Turkish ministers rebuff Sarkozy over Armenia 'genocide'

AFP , Friday 7 Oct 2011

Ankara rejects French President's call for Turkey to recognise World War I-era massacres of Armenians as genocide, accusing him of using the issue for domestic political gains

Turkey rejected French President Nicolas Sarkozy's call Friday for it to recognise the World War I-era massacres of Armenians as genocide.

"It would be better ... if Monsieur Sarkozy abandons the role of historian and puts his mind to getting his country out of the economic gulf in which it finds itself and comes up with plans for the future of the European Union," European Affairs Minister Egemen Bagis said.

"Our mission, as politicians, is not to define the past or past events. It is to define the future," he added on a visit to Sarajevo, quoted by the Anatolia news agency.

Bagis accused Sarkozy of exploiting the Armenia question for electoral reasons, saying, "he probably adopted this stance after being frightened by the latest opinion polls in France."

Foreign Minister Ahmet Davutoglu also accused Sarkozy of "political opportunism" linked to French presidential elections next year.

"Those who tell Turkey to reconcile with its past should first look in a mirror," he said, referring to France's colonial past.
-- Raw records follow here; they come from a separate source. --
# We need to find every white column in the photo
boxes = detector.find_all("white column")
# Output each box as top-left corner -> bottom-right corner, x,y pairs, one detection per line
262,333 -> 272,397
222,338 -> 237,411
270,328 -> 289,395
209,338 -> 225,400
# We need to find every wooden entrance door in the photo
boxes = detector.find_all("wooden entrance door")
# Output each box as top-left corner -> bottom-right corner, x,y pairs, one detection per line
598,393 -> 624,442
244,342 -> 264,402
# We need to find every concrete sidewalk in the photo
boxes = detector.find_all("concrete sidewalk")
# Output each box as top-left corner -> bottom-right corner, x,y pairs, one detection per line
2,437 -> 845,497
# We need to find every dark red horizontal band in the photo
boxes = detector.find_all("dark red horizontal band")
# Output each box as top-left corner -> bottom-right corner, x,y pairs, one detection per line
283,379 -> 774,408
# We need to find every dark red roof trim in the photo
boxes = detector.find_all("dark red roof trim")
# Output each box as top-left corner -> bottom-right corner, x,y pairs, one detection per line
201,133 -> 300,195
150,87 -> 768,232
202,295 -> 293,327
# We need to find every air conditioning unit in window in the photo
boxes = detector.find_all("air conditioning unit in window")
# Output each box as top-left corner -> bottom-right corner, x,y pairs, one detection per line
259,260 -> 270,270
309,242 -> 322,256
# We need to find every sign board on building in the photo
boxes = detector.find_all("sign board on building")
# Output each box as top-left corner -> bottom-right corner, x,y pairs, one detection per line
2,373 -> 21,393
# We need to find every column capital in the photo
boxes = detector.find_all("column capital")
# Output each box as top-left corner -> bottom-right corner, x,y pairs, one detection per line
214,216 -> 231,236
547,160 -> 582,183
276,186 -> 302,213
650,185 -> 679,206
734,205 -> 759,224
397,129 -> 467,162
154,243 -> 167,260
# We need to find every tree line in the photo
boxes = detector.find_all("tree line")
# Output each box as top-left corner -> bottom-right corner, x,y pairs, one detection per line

Earlier Friday, Sarkozy urged Turkey to recognise, within a "very brief" period, the 1915 massacres of Armenians under Turkish Ottoman rule as genocide.

"From 1915 to 2011, it seems to be enough (time) for reflection," Sarkozy told reporters in Yerevan on the second day of his visit to Armenia.

On Thursday, he had urged Turkey to "revisit its history" calling its refusal to recognise the deaths of hundreds of thousands of Armenians as genocide as "unacceptable".

French Interior Minister Claude Gueant, in Ankara to sign a security agreement, told journalists not to "overinterpret" Sarkozy's remarks, saying he had set Turkey no deadline.

Asked how Paris would react if Turkey were to recognise the colonial repression in Algeria as genocide, Gueant said Sarkozy had been in Algeria and expressed himself in strong terms "on this painful moment of our past.

"He has turned the page."

Sarkozy already angered Turkey ahead of his election in 2007 by backing a law aimed at prosecuting those who denied genocide, although the French lower house of parliament later rejected the measure.

The Armenian diaspora in France is estimated at around 500,000 people.

Armenians say that up to 1.5 million of their kin fell victim to genocide during World War I under the Ottoman Empire.

Turkey counters that 300,000 to 500,000 Armenians and at least as many Turks died in civil strife when Armenians rose up against their Ottoman rulers and sided with invading Russian forces.

Gueant earlier signed an accord under which France and Turkey would cooperate in cracking down on separatist militants of the Kurdistan Workers Party (PKK).